15M o barbarie

Durante los días en que recordamos que aunque no ocupásemos las plazas seguíamos ahí, mucho más fuertes y organizadas, la farsa del sistema financiero español se venía abajo. Esto no es algo que a una persona cercana a los movimientos 15M deba sorprenderle. Llevamos más de un año denunciando que el 1% nos está robando. Que esas instituciones ejemplares se están adueñando de nuestro presente y nuestro futuro con la connivencia de los gobiernos. Que sin derechos sociales que aseguren la equidad no hay democracia, no hay derechos políticos. La caída del sistema financiero demuestra algo que cada vez podemos afirmar más alto y más claro: no es una crisis, es una estafa.
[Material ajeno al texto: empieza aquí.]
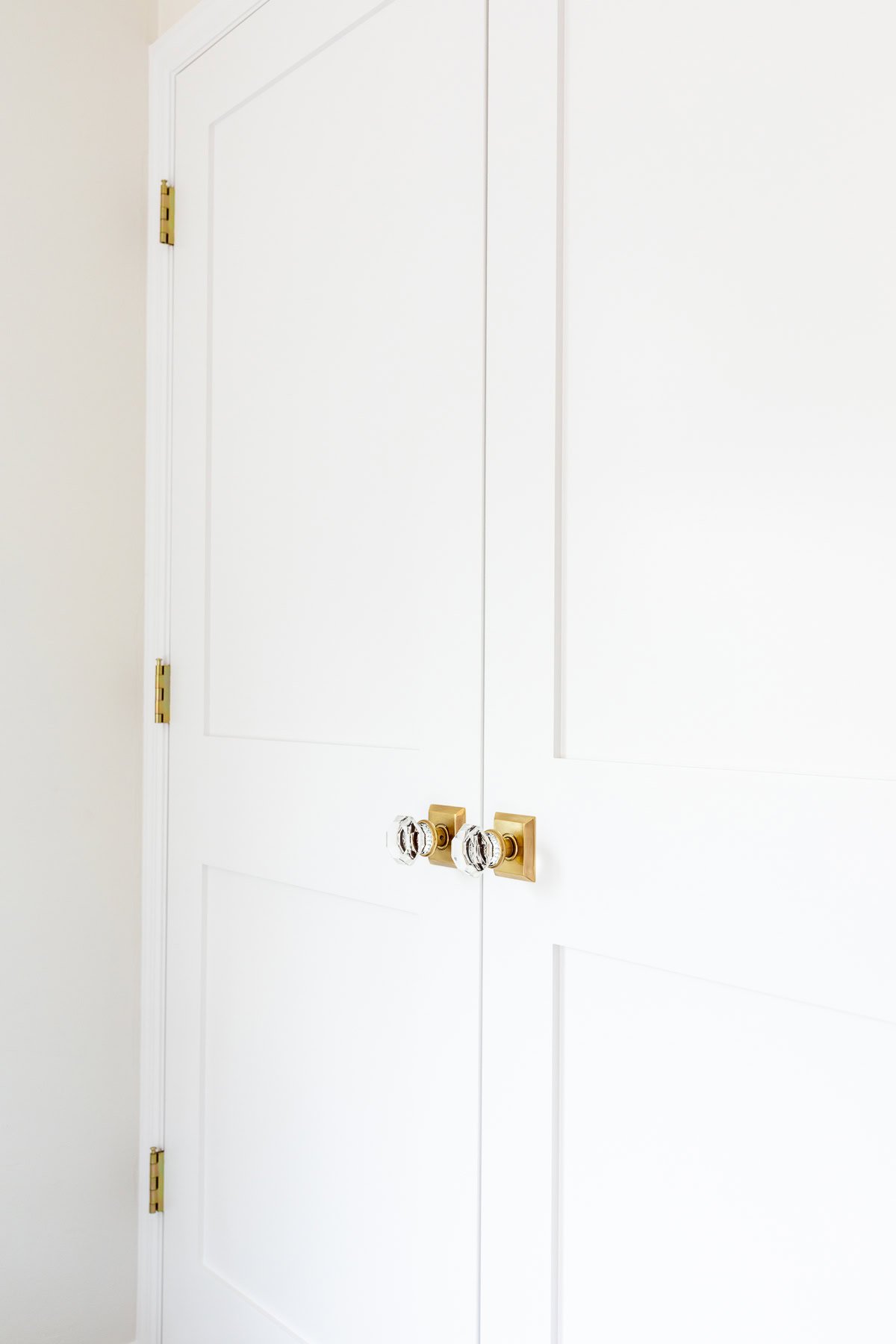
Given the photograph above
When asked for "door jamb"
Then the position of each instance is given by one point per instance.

Y lo que también han demostrado estos cuatro días en que hemos recuperado lo que pertenece a las de abajo, las calles, es que la alternativa al 15M es la catástrofe. Millones y millones de euros de los presupuestos públicos regalados a los bancos. Toneladas de riqueza incontable con forma de saberes y de afectos tirados a la basura. Derechos convertidos en mercancía para que la expropiación de lo común no pare nunca. Vidas arruinadas y condenadas a una precariedad que oscurece cualquier futuro. La alternativa al 15M es la dictadura de los mercados. Es la reducción de la política al tiempo efímero de las transacciones financieras, lo que inevitablemente impide la democracia. La alternativa al 15M es el sacrificio de la vida y de las gentes a una acumulación de capital que nos lleva al abismo.

Por eso, hoy más que nunca tenemos que reafirmarnos. Porque tenemos razón. Porque o recuperamos las calles o estamos perdidas. Porque o tomamos la democracia ejerciéndola o estamos perdidos. Porque los de arriba nos están robando. Por eso volveremos a las calles y gritaremos cada vez más fuerte. Por eso golpearemos las cacerolas para que el ruido del 99% luchando nunca se les salga de la cabeza. Por eso desobedeceremos las leyes que diseñan para arruinar nuestras vidas.

Nos equivocaremos. Haremos cosas mal. Nos precipitaremos. No somos perfectas. Somos gentes construyendo otro mundo posible y necesario. Lo que tenemos claro es que este mundo necesario se hará desde la revalorización de la vida frente al delirio de la monetarización de la realidad; desde el cuidado y la escucha frente a la competencia y el espectáculo; desde lo común y lo público frente a la privatización de nuestros cuerpos; desde los derechos sociales que aseguran la libertad frente a la precariedad que destruye la democracia. O esto o la catástrofe.

Hoy, más que nunca, lo tenemos claro: 15M o barbarie.